Bamsoet menegaskan, penerapan sikap tegas negara terhadap KKB di Papua mestinya dipahami sebagai inisiatif negara menghentikan pembunuhan dan teror berkelanjutan terhadap warga sipil setempat. Komentar dan ratapan para elit serta para pemerhati di Jakarta selama ini terbukti tidak bisa menghentikan kebrutalan KKB.
"Agar korban jiwa tidak terus bertambah, negara harus hadir dengan sikap tegas untuk menghentikan pembunuhan dan teror oleh KKB di Papua," kata Bamsoet.
Tentang pendekatan damai atau diskusi menyelesaikan sejumlah persoalan di Papua, Bamsoet mengajak dan mempersilahkan semua pihak untuk membuka lagi catatan tentang sejumlah upaya atau pendekatan damai yang diprakarsai pemerintah Indonesia selama ini.
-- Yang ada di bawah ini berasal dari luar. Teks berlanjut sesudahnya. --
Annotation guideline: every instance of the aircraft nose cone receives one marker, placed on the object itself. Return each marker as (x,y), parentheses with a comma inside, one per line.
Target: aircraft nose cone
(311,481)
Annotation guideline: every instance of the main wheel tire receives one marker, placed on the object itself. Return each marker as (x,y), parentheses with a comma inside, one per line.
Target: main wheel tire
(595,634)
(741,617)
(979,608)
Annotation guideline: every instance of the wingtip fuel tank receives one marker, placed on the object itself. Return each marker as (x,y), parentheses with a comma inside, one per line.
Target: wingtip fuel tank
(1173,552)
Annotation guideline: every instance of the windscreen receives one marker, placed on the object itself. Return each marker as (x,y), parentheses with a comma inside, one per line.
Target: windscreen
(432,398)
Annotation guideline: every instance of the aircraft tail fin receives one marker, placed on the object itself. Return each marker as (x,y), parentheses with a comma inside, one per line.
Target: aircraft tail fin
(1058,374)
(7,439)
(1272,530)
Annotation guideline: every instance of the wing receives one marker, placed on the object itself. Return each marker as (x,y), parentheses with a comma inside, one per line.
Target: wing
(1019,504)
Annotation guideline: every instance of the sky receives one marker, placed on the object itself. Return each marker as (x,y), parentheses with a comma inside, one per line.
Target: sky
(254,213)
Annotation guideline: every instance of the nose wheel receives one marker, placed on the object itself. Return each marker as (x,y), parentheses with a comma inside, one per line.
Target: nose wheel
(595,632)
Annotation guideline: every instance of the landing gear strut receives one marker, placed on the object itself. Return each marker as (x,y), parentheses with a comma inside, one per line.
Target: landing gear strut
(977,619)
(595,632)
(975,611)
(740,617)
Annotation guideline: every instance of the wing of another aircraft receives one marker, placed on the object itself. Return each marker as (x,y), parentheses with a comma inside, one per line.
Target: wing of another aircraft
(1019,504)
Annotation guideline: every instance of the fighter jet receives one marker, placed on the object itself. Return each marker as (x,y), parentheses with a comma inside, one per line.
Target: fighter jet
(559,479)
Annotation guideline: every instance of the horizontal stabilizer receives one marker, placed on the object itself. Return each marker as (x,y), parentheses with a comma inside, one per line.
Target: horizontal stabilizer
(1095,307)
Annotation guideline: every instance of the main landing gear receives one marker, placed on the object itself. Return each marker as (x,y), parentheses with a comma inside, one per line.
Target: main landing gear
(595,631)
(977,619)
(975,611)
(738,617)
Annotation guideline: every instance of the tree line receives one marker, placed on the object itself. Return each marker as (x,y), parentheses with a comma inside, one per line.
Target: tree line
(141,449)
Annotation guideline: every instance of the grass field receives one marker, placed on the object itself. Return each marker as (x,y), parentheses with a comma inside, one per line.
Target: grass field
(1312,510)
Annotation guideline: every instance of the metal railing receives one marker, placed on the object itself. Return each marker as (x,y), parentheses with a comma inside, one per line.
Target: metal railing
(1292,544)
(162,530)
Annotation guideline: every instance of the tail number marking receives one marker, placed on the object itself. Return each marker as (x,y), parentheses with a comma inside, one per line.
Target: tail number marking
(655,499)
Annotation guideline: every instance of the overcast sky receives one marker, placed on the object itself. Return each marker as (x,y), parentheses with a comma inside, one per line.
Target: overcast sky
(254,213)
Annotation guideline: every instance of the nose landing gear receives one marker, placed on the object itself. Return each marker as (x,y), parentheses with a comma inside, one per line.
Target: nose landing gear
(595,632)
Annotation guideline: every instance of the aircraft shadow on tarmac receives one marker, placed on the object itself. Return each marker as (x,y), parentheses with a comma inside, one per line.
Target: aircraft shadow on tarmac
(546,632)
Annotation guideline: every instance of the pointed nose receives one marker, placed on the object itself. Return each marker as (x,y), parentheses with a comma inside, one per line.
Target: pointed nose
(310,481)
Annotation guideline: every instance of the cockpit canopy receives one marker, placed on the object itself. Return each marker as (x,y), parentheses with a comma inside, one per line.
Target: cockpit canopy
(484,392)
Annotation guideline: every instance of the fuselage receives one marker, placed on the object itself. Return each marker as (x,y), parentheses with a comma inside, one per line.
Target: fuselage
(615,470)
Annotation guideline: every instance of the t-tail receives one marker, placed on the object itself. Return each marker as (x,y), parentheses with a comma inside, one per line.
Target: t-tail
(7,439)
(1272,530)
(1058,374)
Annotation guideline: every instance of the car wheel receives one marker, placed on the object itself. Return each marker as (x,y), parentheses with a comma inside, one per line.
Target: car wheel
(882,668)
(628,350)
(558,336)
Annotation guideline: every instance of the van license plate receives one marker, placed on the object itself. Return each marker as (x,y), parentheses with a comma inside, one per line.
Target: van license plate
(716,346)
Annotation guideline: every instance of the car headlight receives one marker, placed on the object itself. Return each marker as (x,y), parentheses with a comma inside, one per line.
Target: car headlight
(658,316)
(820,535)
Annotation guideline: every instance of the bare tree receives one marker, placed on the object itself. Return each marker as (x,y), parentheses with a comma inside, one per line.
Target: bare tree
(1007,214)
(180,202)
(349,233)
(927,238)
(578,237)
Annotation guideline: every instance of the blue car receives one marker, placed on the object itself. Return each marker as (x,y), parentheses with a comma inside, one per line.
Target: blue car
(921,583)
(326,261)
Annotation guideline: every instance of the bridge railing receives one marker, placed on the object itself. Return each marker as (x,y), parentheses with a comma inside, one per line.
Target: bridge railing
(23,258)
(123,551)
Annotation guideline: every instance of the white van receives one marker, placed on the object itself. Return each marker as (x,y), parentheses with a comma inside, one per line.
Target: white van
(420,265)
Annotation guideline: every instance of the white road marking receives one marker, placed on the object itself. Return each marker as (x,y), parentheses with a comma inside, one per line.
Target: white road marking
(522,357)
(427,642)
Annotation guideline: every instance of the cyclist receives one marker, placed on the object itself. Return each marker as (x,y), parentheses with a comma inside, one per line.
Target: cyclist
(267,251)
Ia mencontohkan almarhum Presiden BJ Habibie (1998-1999), melalui Panglima TNI Jenderal Wiranto, telah meminta maaf dan mencabut status Daerah Operasi Militer (DOM) di Papua. Habibie juga menegaskan masalah Papua diselesaikan lewat jalur diplomasi. Pendekatan damai itu dilanjutkan Presiden Abdurrahman Wahid (Gus Dur) pada 1999. Bahkan Gus Dur mengganti nama Irian Jaya menjadi Papua serta memperbolehkan pengibaran bendera Bintang Kejora.
"Pendekatan damai dengan OPM juga digagas pemerintahan Presiden Susilo Bambang Yudhoyono (2004-2014). Melalui staf khususnya, SBY menegaskan, tak ada pendekatan lebih cocok di Papua selain pendekatan damai. Ketika beberapa anggota TNI tewas dalam baku tembak dengan kelompok bersenjata, SBY tetap mengedepankan jalur diplomasi," kata Bamsoet.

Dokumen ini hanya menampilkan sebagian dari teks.